Proxy realms and home_server_pool fallback not working

Mon Mar 7 09:22:36 CET 2016

On Mon, Mar 7, 2016 at 2:55 PM, Alan DeKok <aland at deployingradius.com>
wrote:

> On Mar 6, 2016, at 6:54 PM, Peter Lambrechtsen <peter at crypt.co.nz> wrote:
> > I'm looking to add more robustness into my proxy architecture and noticed
> > in the home_server_pool there is the option for "fallback = virtualrealm"
> > so if all home servers fail then a last resort home_server is used with
> > some config locally to always accept / reject customers based on the
> realm
> > they are coming from. I'm not using the status_check
>
>   Then you can do "status_check = request".  An Access-Accept or
> Access-Reject response will be accepted as an indication that the home
> server i alive.
>
> > as some of the
> > downstream clients don't support status-server, but I will look into that
> > to see if it makes a difference.
>
>   It should.
>
> > However for this situation I would expect
> > if you are using or not using Status server checks shouldn't have any
> > impact on how the fallback server works.
>
>   It does.  A lot.
>
>   The problem is that without Status-Server, FreeRADIUS has to *guess*
> when the home server is alive.  And the guess is usually wrong.  Because
> most guesses are wrong.
>

Yes, I have figured that out. I'm now pinging all our downstream radius
clients to see which respond to something sane when sent a Status, and then
turning on Status server for them.

> > In the proxy.conf I have configured:
> >
> > home_server ProxyDest {
> >        type = auth+acct
> >        ipaddr = 192.168.1.113
> >        port = 1812
> >        secret = password
> >        response_window = 1
> >        require_message_authenticator = no
> >        zombie_period = 5
> >        revive_interval = 10
>
>   That's really low.  After 10s, just mark the home server alive?
>
>   It should be 60s at the minimum.  Maybe 5min.
>

It was purely for testing as waiting around for 10 seconds is much better
than waiting around for 2 mins. Now with check_interval with status turned
on things are making more sense.

> > But the second and subsequent request I would expect to get proxied to
> the
> > local fallback virtual server as the home_server has been marked as
> zombie.
> > But that never seems to happen. It keeps on rejecting the requests and
> > fallback never seems to be used.
>
>   Hmm... I'll take a look.
>
> > If I configure a second home server in the pool.
> ...
> > Then the second server is failed over to when the first fails. Which is
> all
> > good if I wanted to use the type fail-over, but if I wanted to use
> > load-balance then I can't have my fallback server as a home server
> > otherwise a percentage of requests will always be local which isn't
> ideal.
>
>   Yes.  You can't do load-balance and fallback.
>
>   You *can* put something into Post-Proxy-Type Fail.  Which is probably
> what we should do.  And remove the fallback virtual server.
>

What could I do in Post-Proxy-Type? As I can't call the virtual server, and
Proxy-To-Realm doesn't proxy to a new destination nor does setting the
control to accept. There doesn't seem to be a way to turn a Reject from a
failed proxy request back into an Accept.

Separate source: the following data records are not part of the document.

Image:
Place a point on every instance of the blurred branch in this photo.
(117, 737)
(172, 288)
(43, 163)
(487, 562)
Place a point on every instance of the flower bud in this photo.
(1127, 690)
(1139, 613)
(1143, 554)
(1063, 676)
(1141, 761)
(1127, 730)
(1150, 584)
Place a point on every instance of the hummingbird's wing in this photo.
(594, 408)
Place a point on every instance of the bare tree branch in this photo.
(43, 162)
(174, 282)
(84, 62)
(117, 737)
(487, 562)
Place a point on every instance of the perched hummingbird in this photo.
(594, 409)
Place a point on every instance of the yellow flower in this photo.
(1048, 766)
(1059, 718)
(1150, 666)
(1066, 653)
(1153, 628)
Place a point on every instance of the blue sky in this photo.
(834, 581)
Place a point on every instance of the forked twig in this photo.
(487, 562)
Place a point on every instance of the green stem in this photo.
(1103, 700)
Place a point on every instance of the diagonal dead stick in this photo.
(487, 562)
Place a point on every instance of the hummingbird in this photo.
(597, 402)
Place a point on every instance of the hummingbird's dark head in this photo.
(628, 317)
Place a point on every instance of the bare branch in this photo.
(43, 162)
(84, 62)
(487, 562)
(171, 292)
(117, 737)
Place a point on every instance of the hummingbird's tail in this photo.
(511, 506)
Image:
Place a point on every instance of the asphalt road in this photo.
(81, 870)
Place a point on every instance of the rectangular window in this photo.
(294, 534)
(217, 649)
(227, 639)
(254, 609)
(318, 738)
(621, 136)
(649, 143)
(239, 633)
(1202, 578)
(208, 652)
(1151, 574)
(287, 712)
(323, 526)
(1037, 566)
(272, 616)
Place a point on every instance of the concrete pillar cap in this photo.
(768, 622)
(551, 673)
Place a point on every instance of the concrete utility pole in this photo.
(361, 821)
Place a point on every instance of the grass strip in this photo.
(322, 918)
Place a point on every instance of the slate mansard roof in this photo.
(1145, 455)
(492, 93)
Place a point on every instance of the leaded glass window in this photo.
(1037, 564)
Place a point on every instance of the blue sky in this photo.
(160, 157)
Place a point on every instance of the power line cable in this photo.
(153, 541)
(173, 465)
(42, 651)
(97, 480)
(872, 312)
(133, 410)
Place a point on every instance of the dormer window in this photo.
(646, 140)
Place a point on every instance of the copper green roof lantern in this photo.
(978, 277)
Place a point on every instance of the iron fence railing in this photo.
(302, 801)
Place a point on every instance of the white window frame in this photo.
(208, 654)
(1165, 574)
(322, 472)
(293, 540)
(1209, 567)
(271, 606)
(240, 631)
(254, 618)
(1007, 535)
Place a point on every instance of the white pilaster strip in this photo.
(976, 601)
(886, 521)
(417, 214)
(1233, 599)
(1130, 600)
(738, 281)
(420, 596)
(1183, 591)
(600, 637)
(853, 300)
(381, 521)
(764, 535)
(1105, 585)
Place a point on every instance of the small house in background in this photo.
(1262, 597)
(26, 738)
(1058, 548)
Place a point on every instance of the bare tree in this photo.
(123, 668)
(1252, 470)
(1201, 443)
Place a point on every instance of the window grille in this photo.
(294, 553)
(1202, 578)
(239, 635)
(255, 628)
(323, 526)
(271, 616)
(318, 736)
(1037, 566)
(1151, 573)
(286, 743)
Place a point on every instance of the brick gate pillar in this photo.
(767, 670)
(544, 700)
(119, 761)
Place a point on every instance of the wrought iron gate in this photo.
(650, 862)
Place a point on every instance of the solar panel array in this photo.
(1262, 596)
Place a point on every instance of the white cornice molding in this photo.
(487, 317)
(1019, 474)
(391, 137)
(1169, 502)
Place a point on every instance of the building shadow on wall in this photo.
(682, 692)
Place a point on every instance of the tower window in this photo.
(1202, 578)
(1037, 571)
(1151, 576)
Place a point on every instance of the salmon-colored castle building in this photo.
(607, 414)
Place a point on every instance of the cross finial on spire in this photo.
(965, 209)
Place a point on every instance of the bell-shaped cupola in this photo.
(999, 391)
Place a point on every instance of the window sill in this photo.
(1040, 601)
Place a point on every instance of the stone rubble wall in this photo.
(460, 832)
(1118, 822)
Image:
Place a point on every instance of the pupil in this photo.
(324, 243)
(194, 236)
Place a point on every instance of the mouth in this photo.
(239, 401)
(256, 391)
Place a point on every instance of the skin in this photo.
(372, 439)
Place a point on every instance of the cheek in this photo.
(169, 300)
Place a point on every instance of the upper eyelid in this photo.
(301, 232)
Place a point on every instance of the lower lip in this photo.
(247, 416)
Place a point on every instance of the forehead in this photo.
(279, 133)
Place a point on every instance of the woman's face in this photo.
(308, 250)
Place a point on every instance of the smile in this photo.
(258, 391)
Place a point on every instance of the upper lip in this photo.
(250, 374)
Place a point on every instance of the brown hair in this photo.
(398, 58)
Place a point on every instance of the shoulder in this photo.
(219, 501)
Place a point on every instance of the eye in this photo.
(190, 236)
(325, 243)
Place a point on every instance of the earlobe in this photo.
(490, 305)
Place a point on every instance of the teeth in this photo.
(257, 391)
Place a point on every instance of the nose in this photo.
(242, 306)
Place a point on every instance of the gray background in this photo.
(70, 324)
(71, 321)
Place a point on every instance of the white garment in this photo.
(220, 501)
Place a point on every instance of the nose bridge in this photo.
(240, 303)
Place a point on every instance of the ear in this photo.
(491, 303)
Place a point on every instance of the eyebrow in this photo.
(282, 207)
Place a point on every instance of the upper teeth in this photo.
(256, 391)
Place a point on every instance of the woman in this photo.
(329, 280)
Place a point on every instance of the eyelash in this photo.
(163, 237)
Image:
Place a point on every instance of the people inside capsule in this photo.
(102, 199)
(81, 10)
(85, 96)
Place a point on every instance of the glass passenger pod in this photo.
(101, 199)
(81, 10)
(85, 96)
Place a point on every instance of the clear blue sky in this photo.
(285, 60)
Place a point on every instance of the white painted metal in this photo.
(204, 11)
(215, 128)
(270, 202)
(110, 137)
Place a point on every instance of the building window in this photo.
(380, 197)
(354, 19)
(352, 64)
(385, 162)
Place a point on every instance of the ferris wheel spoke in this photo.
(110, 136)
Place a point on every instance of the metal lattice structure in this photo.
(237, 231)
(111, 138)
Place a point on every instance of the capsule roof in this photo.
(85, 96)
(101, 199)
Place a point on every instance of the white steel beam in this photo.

(0) ERROR: Failing proxied request for user "peter", due to lack of any
response from home server 192.168.1.113 port 1812
(0) Clearing existing &reply: attributes
(0) Found Post-Proxy-Type Fail-Authentication
(0) # Executing group from file ./sites-enabled/default
(0)   Post-Proxy-Type Fail-Authentication {
(0)     policy accept {
(0)       update control {
(0)         &Response-Packet-Type = Access-Accept
(0)       } # update control = noop
(0)       [handled] = handled
(0)     } # policy accept = handled
(0)   } # Post-Proxy-Type Fail-Authentication = handled
(0) There was no response configured: rejecting request
(0) Using Post-Auth-Type Reject

>   This allows the same behaviour for all packets, and simplifies the proxy
> code.
>
> > The other interesting thing with the failover is I set the check_interval
> > to 10 seconds, or 30 seconds. But it only seems that the first client is
> > re-checked after 60 seconds and assumed to be back up.
>
>   Because you have revive_interval set.
>
> > Waking up in 0.2 seconds.
> > Marking home server 192.168.1.113 port 1812 alive again... we have no
> idea
> > if it really is alive or not.
>
>   And that message is printed only when you have revive_interval set.
>
>   The solution is to *not* set revive_interval.  And use Status-Server
> exclusively.
>

> > Waking up in 1.0 seconds.
> >
> > I would have thought that
> >
> >        zombie_period = 5
> >        revive_interval = 10
> >        check_interval = 10
> >
> > Would mean that the client would be re-checked in 10 seconds.
>
>   check_interval and revive_interval should be mutually exclusive.  It
> just doesn't make sense to both check that the home server is alive every
> 10s, and then *always* mark it as alive after 10s.
>
> > Am I mis-understanding how fallback is supposed to work?
>
>   A bit.
>
>   But the fallback virtual server should work.  Tho I'm inclined to remove
> it in 3.1, as it makes everything more complicated.
>

Thanks for all your help on this, the fail-over with the second server
being the virtual seems to work well, just means I am restricted to a
single server and can't use load-balance. But having this config would be
my ideal:

home_server_pool ProxyDestPool {
        type = load-balance
        home_server = ProxyDest1
        home_server = ProxyDest2
        home_server = ProxyDest3
        fallback = cacheuser
}

Where if all the home servers go awol I use the local virtual server
cacheuser.

Many thanks

Peter